Month: March 2020

QCJC: Pino 2020

To start, a quick disclaimer that all of the opinions on this website written by me (Chunyang Ding) are mine and mine alone; my views do not represent the views of my employer, IonQ, or any past educational institutions!

Alright, let’s get down to talking about Honeywell’s latest paper then, on their QCCD architecture. For context, this is the most recent paper published by Honeywell about their latest system, which they claim has a quantum volume of 16, and have also released a press release announcing a promise to achieve a QV of 64 in the near future (compared to the 32 QV system that IBM’s Raleigh currently has). I have to admit, there does not seem to be a ton of substance in this paper, for fairly good reason; it seems somewhat reasonable that Honeywell doesn’t want to leak any information about their system to their competitors in both industry and in academia. However, that does force this discussion to be a bit light on the details, with more focus on the rough outlines of what their system looks like.

To start, Honeywell does use the ion Ytterbium 171+ as qubits, but also implement sympathetic cooling through Barium 138+. Sympathetic cooling[1] is a when two different species of ions are brought in close proximity, such that the Coulomb force couples between them. Typical laser cooling turns on some resonance of the ion, exciting optical transitions, which brings down the motional state of the ion in exchange for creating more noise on the qubit states. However, sympathetic cooling does not directly cool the qubit ion, resulting in a more coherent ion. While stationary ions have somewhat manageable heating rates, this technique is all but required when you want to preserve qubit states while moving the ions to physically different locations on a chip trap, a process typically referred to as shuttling.

This Honeywell system is implementing merge/split using their in-house built chip trap, which seems to have 198 DC electrodes to do the task. On their chip trap, there were several designated regions as “gate zones”, where quantum operations would be carried out, as well as “transport zones”, where the ion would be shuttled. I’m not entirely sure if those zones are purely virtual zones for ease of programming the FPGA, or if there is a different density of DC electrodes that would be able to more smoothly generate waveforms that would allow transfer of ions from one region to the next. Also, perhaps there are high-fidelity and low-fidelity regions of control on the chip trap, in order to optimize between having a reasonable number of control boards while having good electronic control. It would also be interesting to understand how their laser system is working behind the scenes – whether they still have a large DOE to target all of the potential regions of ions, or if they just have something like 4 targetted beams at 4 locations, and need to move the ions to one of those locations to do the necessary gate operation.
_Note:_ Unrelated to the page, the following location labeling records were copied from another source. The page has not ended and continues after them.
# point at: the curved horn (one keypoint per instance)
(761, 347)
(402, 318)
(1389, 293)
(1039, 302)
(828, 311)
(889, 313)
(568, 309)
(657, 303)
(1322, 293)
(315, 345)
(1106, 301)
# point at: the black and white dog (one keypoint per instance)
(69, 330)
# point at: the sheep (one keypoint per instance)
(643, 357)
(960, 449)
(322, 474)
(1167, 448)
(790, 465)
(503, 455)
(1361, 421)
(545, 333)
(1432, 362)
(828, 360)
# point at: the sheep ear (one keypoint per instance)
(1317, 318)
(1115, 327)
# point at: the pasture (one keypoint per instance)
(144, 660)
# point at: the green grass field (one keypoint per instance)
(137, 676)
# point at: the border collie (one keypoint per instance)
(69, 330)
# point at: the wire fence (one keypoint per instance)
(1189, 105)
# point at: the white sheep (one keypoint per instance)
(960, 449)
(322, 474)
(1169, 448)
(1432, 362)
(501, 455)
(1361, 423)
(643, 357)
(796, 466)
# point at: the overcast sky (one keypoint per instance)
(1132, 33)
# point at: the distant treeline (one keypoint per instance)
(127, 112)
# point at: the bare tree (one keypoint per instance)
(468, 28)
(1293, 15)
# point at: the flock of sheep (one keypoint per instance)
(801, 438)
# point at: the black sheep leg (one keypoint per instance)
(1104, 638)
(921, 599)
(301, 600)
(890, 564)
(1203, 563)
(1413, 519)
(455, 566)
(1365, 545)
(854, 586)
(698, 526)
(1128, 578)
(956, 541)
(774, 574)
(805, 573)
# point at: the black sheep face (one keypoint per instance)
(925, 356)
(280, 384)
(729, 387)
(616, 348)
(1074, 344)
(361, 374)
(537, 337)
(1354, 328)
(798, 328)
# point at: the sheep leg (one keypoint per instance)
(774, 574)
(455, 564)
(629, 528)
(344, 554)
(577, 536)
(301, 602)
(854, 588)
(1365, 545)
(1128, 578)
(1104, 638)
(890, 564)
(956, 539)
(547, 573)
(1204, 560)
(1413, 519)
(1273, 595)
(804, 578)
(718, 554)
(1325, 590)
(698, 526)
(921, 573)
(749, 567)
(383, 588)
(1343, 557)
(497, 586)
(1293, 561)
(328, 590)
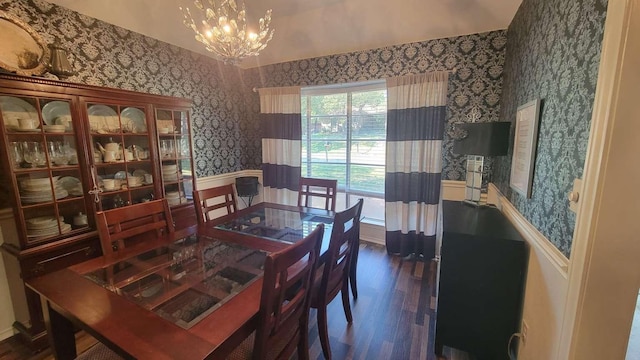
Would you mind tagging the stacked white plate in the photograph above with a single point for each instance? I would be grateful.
(46, 226)
(39, 190)
(135, 181)
(71, 184)
(170, 173)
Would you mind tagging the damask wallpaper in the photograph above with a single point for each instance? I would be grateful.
(477, 84)
(553, 55)
(107, 55)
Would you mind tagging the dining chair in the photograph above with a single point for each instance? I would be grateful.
(135, 222)
(212, 199)
(98, 351)
(332, 276)
(283, 318)
(308, 189)
(317, 188)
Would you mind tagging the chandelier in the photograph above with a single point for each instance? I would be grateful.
(224, 30)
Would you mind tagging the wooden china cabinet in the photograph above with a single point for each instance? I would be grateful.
(70, 150)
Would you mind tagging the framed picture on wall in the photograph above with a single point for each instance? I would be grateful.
(524, 147)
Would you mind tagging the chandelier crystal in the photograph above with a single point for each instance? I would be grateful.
(223, 29)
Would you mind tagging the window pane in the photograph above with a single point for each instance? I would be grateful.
(335, 104)
(328, 127)
(329, 171)
(305, 121)
(368, 152)
(369, 102)
(372, 208)
(367, 178)
(372, 126)
(348, 143)
(329, 151)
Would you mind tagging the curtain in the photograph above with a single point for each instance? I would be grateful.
(281, 129)
(416, 110)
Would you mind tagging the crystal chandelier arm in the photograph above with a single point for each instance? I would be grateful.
(224, 30)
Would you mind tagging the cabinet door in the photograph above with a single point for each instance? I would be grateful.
(121, 153)
(175, 151)
(43, 167)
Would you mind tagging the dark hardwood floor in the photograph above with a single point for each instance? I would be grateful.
(394, 316)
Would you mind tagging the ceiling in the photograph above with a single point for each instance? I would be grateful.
(311, 28)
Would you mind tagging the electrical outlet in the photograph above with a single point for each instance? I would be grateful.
(525, 330)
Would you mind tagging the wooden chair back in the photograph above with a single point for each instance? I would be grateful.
(135, 222)
(215, 198)
(332, 276)
(284, 305)
(346, 229)
(320, 188)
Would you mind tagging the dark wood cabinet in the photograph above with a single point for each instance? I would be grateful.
(481, 282)
(70, 150)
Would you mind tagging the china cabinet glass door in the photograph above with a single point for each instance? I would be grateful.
(42, 147)
(121, 155)
(174, 149)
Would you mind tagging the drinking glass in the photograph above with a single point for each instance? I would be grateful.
(33, 153)
(16, 154)
(57, 155)
(166, 147)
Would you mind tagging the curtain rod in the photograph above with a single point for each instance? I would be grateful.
(453, 71)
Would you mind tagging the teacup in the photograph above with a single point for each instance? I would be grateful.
(26, 124)
(109, 156)
(110, 184)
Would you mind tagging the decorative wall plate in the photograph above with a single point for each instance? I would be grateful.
(23, 50)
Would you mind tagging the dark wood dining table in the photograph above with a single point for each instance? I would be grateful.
(192, 295)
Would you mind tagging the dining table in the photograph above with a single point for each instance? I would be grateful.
(191, 294)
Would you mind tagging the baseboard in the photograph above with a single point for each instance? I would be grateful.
(7, 333)
(529, 232)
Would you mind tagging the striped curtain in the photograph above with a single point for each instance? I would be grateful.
(416, 109)
(281, 128)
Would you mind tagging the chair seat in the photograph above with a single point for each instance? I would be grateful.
(99, 351)
(245, 350)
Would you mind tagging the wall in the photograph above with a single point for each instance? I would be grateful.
(553, 52)
(107, 55)
(478, 60)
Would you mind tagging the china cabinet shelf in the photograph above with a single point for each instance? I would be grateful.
(100, 134)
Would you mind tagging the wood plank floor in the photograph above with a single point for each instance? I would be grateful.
(394, 315)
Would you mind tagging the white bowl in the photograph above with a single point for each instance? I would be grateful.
(54, 128)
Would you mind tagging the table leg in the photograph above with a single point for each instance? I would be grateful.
(60, 331)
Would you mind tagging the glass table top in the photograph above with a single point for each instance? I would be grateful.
(186, 280)
(278, 224)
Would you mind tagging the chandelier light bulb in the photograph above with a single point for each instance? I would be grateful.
(224, 29)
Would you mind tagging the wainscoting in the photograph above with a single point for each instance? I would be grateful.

The authors note that Ytterbium and Barium ions are always paired in these circuits, as either Ba-Yb-Yb-Ba or Yb-Ba-Ba-Yb configurations, but the authors do not remark on if there is any significant difference between these two configurations, nor does it seem like they mention about how they choose which configuration to load. The authors do say that they always move Yb-Ba pairs together, and are able to split a 4-ion crystal into a 2-ion crystal. I’m sure that there must be interesting work being done to confirm that one of these configurations are properly loaded, but the details seem pretty skimpy here. One interesting aspect that the paper does mention is in using a physical sqap of the qubits to avoid logical swaps. I’m not entirely sure what this entails, because it seems to me that all of the ions in their chains should be all-to-all connected. Therefore, it doesn’t make sense to have logical overhead to swap a qubit from one ion to another. That process does seem like it would take up logical overhead, but I’m just not seeing the application, unless if they are admitting that their connectivity map is weaker at the edges than at the center. They note that doing these transports will on average “add less than two quanta of heating axially”, although again do not really show any figures or document any procedures to measure this. Also, since it wasn’t clear to me on my first read through, it appears that there is at minimum two of these four-ion chains that are being loaded in the system. They say that there are two gate-zones that each have one of the four-ion crystals, although they don’t specify which zones they are using (my guess is the central two zones). That puts a minimum of four beams for cooling Yb, four beams for cooling Barium, and four beams for Yb gates.

While it is somewhat buried in the paper, it is interesting to note that Honeywell is also doing all of these operations inside a cryostat at 12.6K, meaning that they have probably engineered something to reduce the dampening of the compressor on top of the cryostat, or that this steady vibration seems to not have affected the performance of the system significantly. This paper notes that going to cryo does help in suppressing anomalous heating, although there are no plots of any measurements of that either. Another thing that seems very quickly breezed through is that it seems like they are using a microwave antenna/horn to do … something. While microwave horns have been proposed since the 90s to do spin-spin interactions, it appears that they are using it to suppress memory errors through “dynamic decoupling” in this system. They apply paired pulses with opposite phases during cooling, possibly similar to something like a Hahn echo that is applied globally.

The paper makes an interesting note about state preparation and measurement errors, commonly referred to as SPAM errors. The interesting part is how quickly the brush it aside, saying that their theory model bounds state prep errors at 10^-4, while their solid angle of the photon detectors limits the measurement errors to 10^-3. This seems… odd, putting either bounds on their imaging lens numerical aperture, or that their discrimination between their bright and dark states is not particularly strong. I’m not really sure how to interpret this.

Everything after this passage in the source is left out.